The ongoing miniaturization of semiconductor memory cells is losing momentum. They are based on transistors and use electric fields to store information. Magnetic fields can also store data, a new design makes use of the magnetoelectric effect to switch the magnetic properties of a material using an electric field. This design has the advantages of simplicity, small size and low energy consumption.

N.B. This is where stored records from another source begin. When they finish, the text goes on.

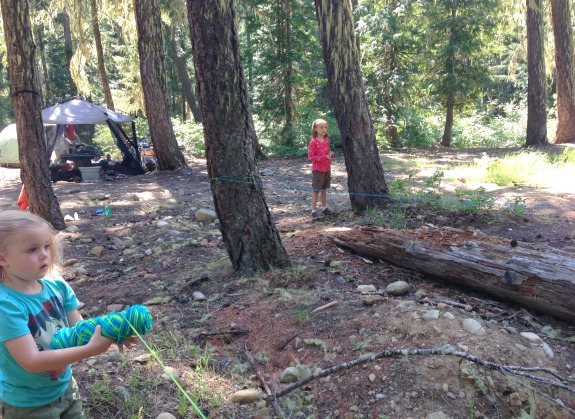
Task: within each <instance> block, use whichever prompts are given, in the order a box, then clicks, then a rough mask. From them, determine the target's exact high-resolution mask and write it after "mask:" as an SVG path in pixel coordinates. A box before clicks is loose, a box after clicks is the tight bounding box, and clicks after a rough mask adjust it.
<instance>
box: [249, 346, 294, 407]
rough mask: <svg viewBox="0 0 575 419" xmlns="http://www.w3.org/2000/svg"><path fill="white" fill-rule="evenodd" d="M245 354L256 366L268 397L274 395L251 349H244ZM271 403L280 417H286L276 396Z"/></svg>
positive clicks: (251, 363)
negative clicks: (255, 358) (252, 354)
mask: <svg viewBox="0 0 575 419" xmlns="http://www.w3.org/2000/svg"><path fill="white" fill-rule="evenodd" d="M244 355H245V356H246V358H247V359H248V361H250V364H252V367H254V370H255V371H256V375H257V376H258V379H259V380H260V383H261V384H262V386H263V387H264V390H265V391H266V394H267V395H268V398H269V397H270V396H272V392H271V390H270V388H269V386H268V383H266V380H265V379H264V376H263V374H262V373H261V371H260V369H259V368H258V367H257V364H256V361H255V359H254V357H253V356H252V354H251V353H250V351H248V350H247V349H246V350H245V351H244ZM271 404H272V406H273V408H274V410H275V412H276V414H277V415H278V416H279V417H280V418H283V417H285V414H284V412H283V411H282V408H281V407H280V405H279V403H278V401H277V399H276V398H275V397H272V399H271Z"/></svg>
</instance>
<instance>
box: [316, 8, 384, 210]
mask: <svg viewBox="0 0 575 419" xmlns="http://www.w3.org/2000/svg"><path fill="white" fill-rule="evenodd" d="M315 8H316V14H317V19H318V23H319V31H320V37H321V42H322V47H323V57H324V61H325V65H326V69H327V78H328V83H329V87H330V92H331V100H332V103H333V107H334V110H335V116H336V119H337V124H338V127H339V131H340V133H341V138H342V142H343V153H344V157H345V166H346V169H347V174H348V180H347V184H348V189H349V195H350V200H351V205H352V207H353V208H354V209H357V210H365V209H367V208H368V207H369V206H371V205H376V204H378V203H382V202H383V201H384V196H385V195H387V193H388V192H389V190H388V188H387V185H386V183H385V178H384V173H383V168H382V166H381V160H380V157H379V151H378V149H377V143H376V141H375V131H374V129H373V124H372V121H371V115H370V113H369V106H368V103H367V97H366V95H365V90H364V87H363V80H362V75H361V69H360V61H359V49H358V46H357V42H356V38H355V27H354V23H353V16H352V14H351V12H352V11H351V5H350V3H349V1H331V0H315Z"/></svg>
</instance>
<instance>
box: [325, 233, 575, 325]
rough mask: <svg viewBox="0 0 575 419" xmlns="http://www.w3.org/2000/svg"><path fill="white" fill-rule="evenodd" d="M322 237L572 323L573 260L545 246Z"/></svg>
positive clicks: (378, 258) (499, 240)
mask: <svg viewBox="0 0 575 419" xmlns="http://www.w3.org/2000/svg"><path fill="white" fill-rule="evenodd" d="M326 235H327V236H328V237H330V238H331V239H332V240H333V241H334V243H335V244H336V245H338V246H340V247H343V248H346V249H350V250H352V251H354V252H355V253H357V254H359V255H363V256H367V257H372V258H376V259H380V260H385V261H387V262H390V263H392V264H394V265H397V266H400V267H403V268H407V269H411V270H415V271H418V272H421V273H424V274H428V275H431V276H433V277H436V278H438V279H440V280H443V281H447V282H451V283H454V284H457V285H462V286H465V287H468V288H471V289H474V290H477V291H481V292H484V293H487V294H489V295H492V296H495V297H497V298H500V299H502V300H507V301H511V302H514V303H516V304H518V305H520V306H523V307H527V308H530V309H534V310H537V311H539V312H542V313H546V314H550V315H552V316H555V317H557V318H559V319H563V320H568V321H575V258H574V256H573V255H572V254H570V253H567V252H563V251H560V250H557V249H554V248H552V247H549V246H547V245H535V244H531V243H524V242H517V241H515V240H511V241H510V240H505V239H503V238H499V237H495V236H488V235H486V234H484V233H482V232H480V231H479V230H475V229H472V228H468V229H465V230H459V229H455V228H449V227H448V228H445V227H443V228H437V227H427V226H425V227H422V228H420V229H418V230H393V229H388V228H373V227H364V228H353V229H351V228H350V229H338V230H337V231H335V232H333V231H332V232H329V233H326Z"/></svg>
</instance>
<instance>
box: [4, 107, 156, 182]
mask: <svg viewBox="0 0 575 419" xmlns="http://www.w3.org/2000/svg"><path fill="white" fill-rule="evenodd" d="M42 120H43V122H44V124H45V128H44V130H45V132H46V148H47V151H48V155H49V156H50V155H52V152H53V151H54V152H55V153H56V154H57V157H58V158H59V159H60V161H58V163H65V162H66V160H74V159H75V158H76V157H72V158H66V155H67V154H68V155H69V154H75V153H76V152H79V153H83V152H86V153H91V152H92V151H93V150H84V149H82V150H79V149H78V147H80V148H82V145H78V146H76V144H74V142H70V141H68V140H67V139H65V136H64V133H65V131H66V127H69V126H72V125H85V124H107V125H108V127H109V128H110V131H111V132H112V135H113V136H114V138H115V140H116V145H117V147H118V149H119V150H120V151H121V153H122V158H123V159H122V164H121V166H120V167H117V168H115V169H116V171H117V172H118V173H122V174H126V175H141V174H144V173H145V172H146V170H145V169H144V168H143V167H142V164H141V163H140V155H139V150H138V141H137V137H136V124H135V123H134V122H133V121H132V118H131V117H129V116H127V115H122V114H119V113H117V112H114V111H110V110H108V109H106V108H103V107H101V106H98V105H95V104H93V103H90V102H88V101H85V100H79V99H74V100H71V101H69V102H66V103H62V104H59V105H56V106H52V107H49V108H46V109H44V110H43V111H42ZM128 122H130V123H131V125H132V138H130V136H128V134H126V132H125V131H124V130H123V129H122V127H121V124H124V123H128ZM54 124H55V125H54ZM68 133H70V131H68ZM84 148H85V146H84ZM94 157H97V155H96V154H95V155H94V156H90V160H91V158H94ZM79 158H81V157H79ZM81 163H82V164H78V165H77V166H91V161H86V160H84V161H83V162H81ZM0 164H1V165H3V166H13V167H20V159H19V157H18V140H17V135H16V125H15V124H12V125H9V126H8V127H6V128H5V129H4V130H3V131H2V132H1V133H0Z"/></svg>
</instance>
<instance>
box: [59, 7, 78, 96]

The proposed new switching element made of chromia (Cr2O3) is magnetoelectric and has the potential to replace flash mass storage for computer systems. The researchers, Victora and Ahmed, have proposed a design for a storage cell based on chromia, which does not require an externally applied magnetic field and switches state purely using electrical control.
The chromia memory cell will be encircled with magnetic material producing an effective magnetic field through quantum mechanical coupling to chrome magnetic moments. The arrangement will prevent stray magnetic fields affecting neighboring cells. In principle the structure is suitable for extreme miniaturization. The increased surface area of the interface compared to its volume enhances its operational properties. This is in contrast with semiconductor cells which demonstrate increased leakage currents and heat loss as their structure get smaller. Victora and Ahmed together with materials specialists plan to develop the concept to build and test a physical device which could one day replace computer semiconductor DRAM storage.

Mass storage with Cr2O3 cells will most likely take years to optimize. One big problem identified so far is its sensitivity to temperature; calculations indicate that reliability issues will be encountered at 30°C room temperature.